Botschaft des Prälaten (7. Juli 2017) "Christus an die Spitze stellen!"

In seiner Botschaft vom 7. Juli 2017 aus Enxomil in Portugal fragt der Prälat des Opus Dei Fernando Ocariz "Was erwartet Gott heute von uns Christen?"

Pastoralbriefe und Botschaften
Opus Dei - Botschaft des Prälaten (7. Juli 2017) "Christus an die Spitze stellen!"

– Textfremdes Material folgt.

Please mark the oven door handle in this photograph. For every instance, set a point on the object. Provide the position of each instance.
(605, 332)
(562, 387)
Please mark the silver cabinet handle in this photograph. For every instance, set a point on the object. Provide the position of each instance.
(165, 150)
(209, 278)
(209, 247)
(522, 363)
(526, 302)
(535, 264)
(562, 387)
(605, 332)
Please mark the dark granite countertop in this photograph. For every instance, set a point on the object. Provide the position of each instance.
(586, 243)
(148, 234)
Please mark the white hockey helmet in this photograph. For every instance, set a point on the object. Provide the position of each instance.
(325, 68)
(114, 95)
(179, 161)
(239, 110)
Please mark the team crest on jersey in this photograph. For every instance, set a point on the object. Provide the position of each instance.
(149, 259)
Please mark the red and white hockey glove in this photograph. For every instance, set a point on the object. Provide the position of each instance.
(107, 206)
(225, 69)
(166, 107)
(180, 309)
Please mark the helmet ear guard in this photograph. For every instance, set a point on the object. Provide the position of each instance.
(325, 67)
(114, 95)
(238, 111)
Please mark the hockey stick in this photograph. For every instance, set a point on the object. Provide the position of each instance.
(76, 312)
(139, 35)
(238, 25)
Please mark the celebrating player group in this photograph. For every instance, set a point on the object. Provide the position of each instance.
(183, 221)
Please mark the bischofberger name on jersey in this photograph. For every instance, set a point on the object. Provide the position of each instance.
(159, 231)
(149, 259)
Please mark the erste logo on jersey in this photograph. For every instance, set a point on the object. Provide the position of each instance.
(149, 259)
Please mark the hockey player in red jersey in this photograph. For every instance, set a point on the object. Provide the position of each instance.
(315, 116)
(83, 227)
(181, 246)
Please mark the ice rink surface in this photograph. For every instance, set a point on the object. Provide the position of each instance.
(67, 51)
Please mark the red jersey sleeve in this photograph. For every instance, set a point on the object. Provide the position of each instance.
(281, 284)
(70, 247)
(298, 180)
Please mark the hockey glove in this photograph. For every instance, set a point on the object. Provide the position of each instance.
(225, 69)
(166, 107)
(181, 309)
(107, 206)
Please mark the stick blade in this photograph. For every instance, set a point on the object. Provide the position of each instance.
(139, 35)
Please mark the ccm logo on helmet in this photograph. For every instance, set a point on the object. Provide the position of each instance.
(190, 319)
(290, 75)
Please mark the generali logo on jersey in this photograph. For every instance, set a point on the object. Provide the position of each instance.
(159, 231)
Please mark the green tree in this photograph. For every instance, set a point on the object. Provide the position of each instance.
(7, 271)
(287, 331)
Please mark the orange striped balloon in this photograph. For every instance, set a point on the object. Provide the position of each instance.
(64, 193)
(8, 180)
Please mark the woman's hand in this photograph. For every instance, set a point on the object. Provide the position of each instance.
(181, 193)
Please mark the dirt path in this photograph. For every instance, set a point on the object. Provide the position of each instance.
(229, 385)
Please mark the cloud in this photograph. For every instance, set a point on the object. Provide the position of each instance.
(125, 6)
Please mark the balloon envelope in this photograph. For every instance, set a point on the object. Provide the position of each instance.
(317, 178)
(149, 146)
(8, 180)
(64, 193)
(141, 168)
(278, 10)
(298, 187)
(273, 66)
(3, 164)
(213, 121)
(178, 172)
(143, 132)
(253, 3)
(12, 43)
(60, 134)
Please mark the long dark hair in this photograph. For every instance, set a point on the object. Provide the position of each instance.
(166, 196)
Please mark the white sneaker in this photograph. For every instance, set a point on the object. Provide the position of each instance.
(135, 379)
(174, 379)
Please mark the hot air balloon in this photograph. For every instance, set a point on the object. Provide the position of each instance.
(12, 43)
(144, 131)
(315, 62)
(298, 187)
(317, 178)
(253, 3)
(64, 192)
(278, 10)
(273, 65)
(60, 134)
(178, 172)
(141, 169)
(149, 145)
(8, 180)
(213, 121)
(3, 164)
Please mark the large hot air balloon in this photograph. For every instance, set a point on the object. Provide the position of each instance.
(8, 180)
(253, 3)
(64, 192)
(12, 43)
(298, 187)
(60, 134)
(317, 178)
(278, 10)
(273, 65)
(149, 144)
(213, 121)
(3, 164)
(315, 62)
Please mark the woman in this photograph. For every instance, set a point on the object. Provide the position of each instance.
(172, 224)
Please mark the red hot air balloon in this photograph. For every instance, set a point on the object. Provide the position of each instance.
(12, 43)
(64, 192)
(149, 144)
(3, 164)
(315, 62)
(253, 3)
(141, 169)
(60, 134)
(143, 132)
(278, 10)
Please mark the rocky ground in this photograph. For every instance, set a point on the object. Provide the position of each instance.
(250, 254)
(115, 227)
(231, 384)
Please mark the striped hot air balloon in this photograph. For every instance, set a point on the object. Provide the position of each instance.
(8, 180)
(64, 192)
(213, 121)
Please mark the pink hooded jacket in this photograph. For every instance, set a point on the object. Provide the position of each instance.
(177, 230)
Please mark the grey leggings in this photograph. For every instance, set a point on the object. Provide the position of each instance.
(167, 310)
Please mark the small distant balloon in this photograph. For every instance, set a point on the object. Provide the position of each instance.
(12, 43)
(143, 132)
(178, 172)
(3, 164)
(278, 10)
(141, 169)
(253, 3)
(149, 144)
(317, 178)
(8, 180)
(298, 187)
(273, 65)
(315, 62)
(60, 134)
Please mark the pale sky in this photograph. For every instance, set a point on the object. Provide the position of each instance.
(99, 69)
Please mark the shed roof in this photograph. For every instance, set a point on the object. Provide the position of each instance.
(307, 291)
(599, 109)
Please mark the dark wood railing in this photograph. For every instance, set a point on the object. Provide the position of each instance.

Bei meinem Gebet in Fatima, das ich mit euch allen gehalten habe, bin ich vor unserer himmlischen Mutter einige der Herausforderungen dieser unserer Welt durchgegangen, die ebenso komplex wie faszinierend sind. Was erwartet Gott heute von uns Christen? Dass wir uns den Fragestellungen und Bedürfnissen der Menschen stellen, um allen das Evangelium in seiner ursprünglichen Frische und gleichzeitig in seiner leuchtenden Neuheit zu bringen. Zwei Szenen vom Fischfang auf dem See Gennesaret, die ein Licht auf die Schifffahrt der Christen auf dem Meer der Geschichte werfen, bestimmen die Koordinaten dieser Aufgabe: die kraftvolle Einladung des Meisters zur Kühnheit – „Fahr hinaus auf den See“ (Lk 5, 4) – und jener Ausruf des Lieblingsjüngers: „Es ist der Herr!“ (Joh 21, 7), ein Widerschein der aufmerksamen und feinfühligen Treue, die es möglich macht, Jesus zu erkennen.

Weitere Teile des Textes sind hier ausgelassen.